In a continuing push away from Chechnya, he will likely strengthen operations in Dagestan, possibly pursuing a less aggressive form of jihad. Despite some opposition, the latest pledges of allegiance indicate some jamaats, including certain influential Chechens who manage key funding channels and media outlets for the Caucasus Emirate, are now accepting of Kebekov’s ascendancy to leadership.

The choice of Kebekov as successor also indicates that the Caucasus Emirate may extend its mission beyond the North Caucasus region. Recent operations provide sound evidence of this possible shift outward. Since 2011, hundreds of militants from Russia have ventured abroad to fight alongside the Al Qaeda-affiliated al-Nusra Front in the Syrian civil war.

The organisation also sought to undertake operations in the Volga-Ural region of Russia. In 2012, the Mujahedeen of Tatarstan, an extremist group with strong ties to the Caucasus Emirate, perpetrated a series of terrorist attacks against Muslim religious leaders in the Russian city of Kazan.

More recently, suicide bombers from Dagestan killed dozens of people in separate strikes on a bus and a train station in Volgograd.

For now, Russian leaders seem intent on continuing a heavy-handed approach to counterinsurgency operations. On Mar. 19, Russian Security Council Secretary Nikolai Patrushev convened a government meeting in Chechnya to discuss ways to disrupt militant financing channels, as well as the threat of terrorist attacks outside of the North Caucasus. Meeting participants reportedly did not mull the implications of the emirate’s leadership shift.

Russian security forces have succeeded in killing key extremist leaders and hundreds of militants in the North Caucasus over the last few years, dealing serious blows to the organisation. Even so, there is no shortage of new recruits for the Caucasus Emirate, due to the Russian government’s general disregard for basic rights, including religious freedom, socio-economic disparity and large-scale corruption.
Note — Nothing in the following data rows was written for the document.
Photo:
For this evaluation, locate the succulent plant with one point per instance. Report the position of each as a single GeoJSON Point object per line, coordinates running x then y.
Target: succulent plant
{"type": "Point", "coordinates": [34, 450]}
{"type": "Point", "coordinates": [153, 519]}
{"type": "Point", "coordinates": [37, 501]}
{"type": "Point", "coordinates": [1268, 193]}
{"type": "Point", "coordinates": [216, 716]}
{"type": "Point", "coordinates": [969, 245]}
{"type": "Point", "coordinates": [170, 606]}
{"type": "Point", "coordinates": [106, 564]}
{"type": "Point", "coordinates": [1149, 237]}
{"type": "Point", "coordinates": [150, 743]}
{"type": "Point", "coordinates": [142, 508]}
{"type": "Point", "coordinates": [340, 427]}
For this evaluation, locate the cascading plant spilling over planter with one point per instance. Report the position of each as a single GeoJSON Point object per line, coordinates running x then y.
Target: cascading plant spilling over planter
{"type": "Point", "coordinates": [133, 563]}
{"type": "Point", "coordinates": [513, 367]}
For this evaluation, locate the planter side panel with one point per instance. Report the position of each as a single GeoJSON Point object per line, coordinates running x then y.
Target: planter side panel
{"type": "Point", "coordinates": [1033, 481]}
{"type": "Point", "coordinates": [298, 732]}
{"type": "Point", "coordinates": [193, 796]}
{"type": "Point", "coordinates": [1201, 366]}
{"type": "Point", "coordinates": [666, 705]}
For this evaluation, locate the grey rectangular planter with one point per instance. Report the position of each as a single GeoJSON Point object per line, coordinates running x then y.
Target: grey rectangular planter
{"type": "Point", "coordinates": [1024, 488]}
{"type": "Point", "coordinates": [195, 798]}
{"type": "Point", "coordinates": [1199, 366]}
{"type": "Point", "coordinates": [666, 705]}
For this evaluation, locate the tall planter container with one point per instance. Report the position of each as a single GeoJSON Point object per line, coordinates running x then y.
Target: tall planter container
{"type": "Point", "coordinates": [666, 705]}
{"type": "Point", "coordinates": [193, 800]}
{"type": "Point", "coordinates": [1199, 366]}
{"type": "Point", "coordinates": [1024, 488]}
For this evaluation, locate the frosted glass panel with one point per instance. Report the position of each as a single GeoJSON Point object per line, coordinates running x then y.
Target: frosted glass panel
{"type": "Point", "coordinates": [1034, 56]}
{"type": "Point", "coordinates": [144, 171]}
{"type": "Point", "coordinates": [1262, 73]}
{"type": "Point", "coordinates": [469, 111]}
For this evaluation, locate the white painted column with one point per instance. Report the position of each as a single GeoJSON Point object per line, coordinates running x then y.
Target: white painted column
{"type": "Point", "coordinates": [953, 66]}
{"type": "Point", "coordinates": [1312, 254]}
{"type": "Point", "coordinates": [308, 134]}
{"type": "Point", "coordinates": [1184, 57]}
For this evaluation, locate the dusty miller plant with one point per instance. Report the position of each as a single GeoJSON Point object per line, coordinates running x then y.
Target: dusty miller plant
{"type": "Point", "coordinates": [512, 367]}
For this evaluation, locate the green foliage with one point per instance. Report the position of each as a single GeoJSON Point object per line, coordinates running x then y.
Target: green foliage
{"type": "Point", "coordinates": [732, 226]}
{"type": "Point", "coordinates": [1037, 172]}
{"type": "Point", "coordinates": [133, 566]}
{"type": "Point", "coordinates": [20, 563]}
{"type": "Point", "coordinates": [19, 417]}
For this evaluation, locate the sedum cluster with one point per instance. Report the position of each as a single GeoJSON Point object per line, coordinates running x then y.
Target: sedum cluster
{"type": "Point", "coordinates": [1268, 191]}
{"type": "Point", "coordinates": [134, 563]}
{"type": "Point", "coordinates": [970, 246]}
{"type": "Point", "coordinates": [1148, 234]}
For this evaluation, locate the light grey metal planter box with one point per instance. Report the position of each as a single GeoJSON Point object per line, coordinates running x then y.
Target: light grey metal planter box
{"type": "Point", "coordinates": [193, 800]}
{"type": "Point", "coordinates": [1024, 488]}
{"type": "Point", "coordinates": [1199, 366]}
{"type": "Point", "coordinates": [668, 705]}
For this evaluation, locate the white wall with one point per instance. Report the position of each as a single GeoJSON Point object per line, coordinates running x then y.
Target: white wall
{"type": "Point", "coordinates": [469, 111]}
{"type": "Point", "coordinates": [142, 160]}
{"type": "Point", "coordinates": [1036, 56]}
Some observers suggest that under the present circumstances, the security threat posed by the Caucasus Emirate stands to rise.

“The growing importance of the organisation inside the Caucasus Emirate decisional structure represents an increased risk for terrorist attacks against touristic sites and transportation networks inside Russia,” wrote Jean-Francois Ratelle, a postdoctoral fellow at George Washington University, in a recent commentary.